Image restoration aims to recover the original image from the degraded observation \(\mathbf{y} = \Phi\mathbf{x} + \mathbf{n}\). Deep Unfolding Networks (DUNs) achieve a balance between interpretability and performance by unfolding iterative optimization algorithms (such as Proximal Gradient Descent, PGD) into deep networks. However, they suffer from the following limitations:

  • Degradation matrix must be manually specified: The Gradient Descent Module (GDM) in existing DUNs requires manually selecting a specific degradation matrix \(\Phi\) for each degradation type. Consequently, independent models must be trained separately for different restoration tasks.
  • Lack of All-in-One capability: Although end-to-end All-in-One methods (e.g., PromptIR, InstructIR) can handle multiple degradations uniformly, they lack the interpretability of DUNs.
  • Information bottleneck: Existing DUNs only pass 3-channel images between stages. High-dimensional features are repeatedly compressed and decompressed, which limits the utilization of multi-level information.
  • Homogeneous processing across stages: Each GDM processes the same low-dimensional information, whereas different stages should handle degradations at different levels (e.g., different denoising strengths in different stages of PGD).

Method

Overall Architecture

VLU-Net consists of two processes: (1) CLIP fine-tuning, which uses degraded image-text pairs for contrastive learning to enhance CLIP's degradation recognition capability; and (2) the main Image Restoration (IR) pipeline, which is a \(\mathbf{K}\)-stage hierarchical DUN. Each stage comprises a degradation-guided GDM (D-GDM) and a proximal mapping module (PMM). The input is first projected into a feature space via a linear transformation, and the processed features are then projected back to the image space.
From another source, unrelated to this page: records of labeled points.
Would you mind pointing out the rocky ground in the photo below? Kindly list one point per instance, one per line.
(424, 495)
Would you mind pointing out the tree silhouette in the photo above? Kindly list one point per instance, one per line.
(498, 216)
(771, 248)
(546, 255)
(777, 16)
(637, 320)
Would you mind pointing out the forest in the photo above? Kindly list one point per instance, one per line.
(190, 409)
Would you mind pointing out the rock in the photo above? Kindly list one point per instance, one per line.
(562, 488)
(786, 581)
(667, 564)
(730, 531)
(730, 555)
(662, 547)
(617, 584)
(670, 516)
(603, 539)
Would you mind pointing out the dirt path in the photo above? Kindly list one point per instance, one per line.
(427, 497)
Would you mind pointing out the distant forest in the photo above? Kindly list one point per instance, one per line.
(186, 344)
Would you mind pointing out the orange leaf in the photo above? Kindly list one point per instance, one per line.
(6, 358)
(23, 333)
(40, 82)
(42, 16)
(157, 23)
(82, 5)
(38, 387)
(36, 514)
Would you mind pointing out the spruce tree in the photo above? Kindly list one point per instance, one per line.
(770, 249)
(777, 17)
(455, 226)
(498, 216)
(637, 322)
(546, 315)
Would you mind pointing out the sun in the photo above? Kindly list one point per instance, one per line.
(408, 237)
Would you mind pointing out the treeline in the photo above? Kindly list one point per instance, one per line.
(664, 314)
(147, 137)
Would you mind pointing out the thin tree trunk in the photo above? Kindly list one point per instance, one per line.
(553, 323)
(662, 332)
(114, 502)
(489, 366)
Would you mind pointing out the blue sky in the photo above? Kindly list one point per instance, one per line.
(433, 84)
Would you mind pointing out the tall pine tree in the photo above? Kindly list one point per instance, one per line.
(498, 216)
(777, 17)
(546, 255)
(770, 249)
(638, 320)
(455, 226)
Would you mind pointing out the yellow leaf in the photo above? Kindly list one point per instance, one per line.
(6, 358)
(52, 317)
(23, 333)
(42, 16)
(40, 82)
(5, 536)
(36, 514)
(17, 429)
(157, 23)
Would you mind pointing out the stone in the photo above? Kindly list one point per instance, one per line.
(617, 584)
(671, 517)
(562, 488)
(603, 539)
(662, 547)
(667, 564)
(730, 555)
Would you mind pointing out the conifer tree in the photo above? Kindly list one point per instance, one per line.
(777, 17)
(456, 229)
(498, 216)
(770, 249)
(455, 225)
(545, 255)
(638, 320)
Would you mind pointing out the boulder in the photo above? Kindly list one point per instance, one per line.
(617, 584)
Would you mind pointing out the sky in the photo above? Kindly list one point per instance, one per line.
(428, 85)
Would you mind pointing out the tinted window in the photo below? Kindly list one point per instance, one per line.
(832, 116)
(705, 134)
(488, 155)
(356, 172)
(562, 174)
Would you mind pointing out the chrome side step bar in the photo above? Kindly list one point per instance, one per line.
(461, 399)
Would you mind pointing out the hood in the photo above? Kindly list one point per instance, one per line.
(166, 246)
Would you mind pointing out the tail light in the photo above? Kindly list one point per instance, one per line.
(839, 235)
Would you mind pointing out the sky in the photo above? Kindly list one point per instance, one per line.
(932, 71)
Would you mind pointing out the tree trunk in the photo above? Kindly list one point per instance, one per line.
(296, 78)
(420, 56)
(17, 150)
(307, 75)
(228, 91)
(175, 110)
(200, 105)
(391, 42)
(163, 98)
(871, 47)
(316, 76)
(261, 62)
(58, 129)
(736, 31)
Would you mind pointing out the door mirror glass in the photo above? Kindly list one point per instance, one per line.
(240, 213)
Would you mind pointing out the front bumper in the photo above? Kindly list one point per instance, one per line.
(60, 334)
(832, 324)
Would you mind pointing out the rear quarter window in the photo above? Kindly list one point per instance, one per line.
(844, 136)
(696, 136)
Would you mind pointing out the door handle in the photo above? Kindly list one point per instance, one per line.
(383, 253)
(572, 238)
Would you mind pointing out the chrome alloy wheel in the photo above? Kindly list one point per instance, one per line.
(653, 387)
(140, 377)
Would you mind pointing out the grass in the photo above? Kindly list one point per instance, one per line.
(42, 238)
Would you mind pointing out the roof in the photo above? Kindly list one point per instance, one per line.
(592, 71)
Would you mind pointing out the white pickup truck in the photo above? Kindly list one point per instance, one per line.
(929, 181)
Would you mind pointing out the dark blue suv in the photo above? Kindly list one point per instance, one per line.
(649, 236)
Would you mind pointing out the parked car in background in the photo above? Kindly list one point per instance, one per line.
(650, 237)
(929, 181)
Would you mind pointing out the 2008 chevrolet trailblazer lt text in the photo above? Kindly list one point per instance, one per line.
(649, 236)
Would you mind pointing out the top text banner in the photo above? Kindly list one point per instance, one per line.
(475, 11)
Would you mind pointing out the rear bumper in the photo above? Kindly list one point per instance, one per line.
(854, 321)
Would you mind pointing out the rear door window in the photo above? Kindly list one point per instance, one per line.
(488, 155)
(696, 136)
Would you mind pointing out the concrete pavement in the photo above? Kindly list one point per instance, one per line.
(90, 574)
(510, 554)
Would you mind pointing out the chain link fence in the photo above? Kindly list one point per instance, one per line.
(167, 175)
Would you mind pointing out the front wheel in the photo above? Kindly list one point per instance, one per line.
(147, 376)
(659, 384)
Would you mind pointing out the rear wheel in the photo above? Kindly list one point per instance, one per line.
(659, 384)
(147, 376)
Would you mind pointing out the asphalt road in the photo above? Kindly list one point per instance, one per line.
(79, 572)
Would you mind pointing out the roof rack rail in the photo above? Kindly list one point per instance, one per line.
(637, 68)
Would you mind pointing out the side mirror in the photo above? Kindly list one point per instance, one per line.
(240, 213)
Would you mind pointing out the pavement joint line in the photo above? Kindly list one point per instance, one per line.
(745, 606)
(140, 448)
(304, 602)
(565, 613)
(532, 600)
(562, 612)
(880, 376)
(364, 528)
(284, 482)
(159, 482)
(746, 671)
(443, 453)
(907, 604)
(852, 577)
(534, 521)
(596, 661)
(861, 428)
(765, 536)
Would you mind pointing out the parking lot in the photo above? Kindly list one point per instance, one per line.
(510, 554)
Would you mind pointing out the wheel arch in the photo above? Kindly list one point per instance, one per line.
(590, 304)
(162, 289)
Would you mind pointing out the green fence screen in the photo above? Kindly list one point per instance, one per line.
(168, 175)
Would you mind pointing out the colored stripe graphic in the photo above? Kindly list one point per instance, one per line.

Key Design 1: VLM-guided Degradation-aware Gradient Descent (D-GDM) — Automatic Selection of Degradation Transforms

Function: Utilize CLIP's degradation embeddings to automatically select the transform matrix suitable for the current degradation type, replacing manual specification.

Mechanism: Obtain the degradation vector \(d_\mathbf{I} = \hat{E_I}(\mathbf{y})\) through a fine-tuned CLIP image encoder. Project it into a low-dimensional space and apply softmax to obtain a degradation retrieval vector. The corresponding degradation key is then extracted via a weighted sum from a learnable degradation key database \(K_{(l)}\):

\[\text{key} = \text{sum}(\sigma(\text{Linear}(d_\mathbf{I})) * K_{(l)})\]

Then, multi-head deformable attention (MDTA) is used to perform interaction between the degradation key and the degradation input:

\[\tilde{\Phi}(\hat{\mathbf{x}}^{(k-1)}_{(l)}, d_\mathbf{I}) = \text{MDTA}(\hat{\mathbf{x}}^{(k-1)}_{(l)}, \text{key}, \hat{\mathbf{x}}^{(k-1)}_{(l)})\]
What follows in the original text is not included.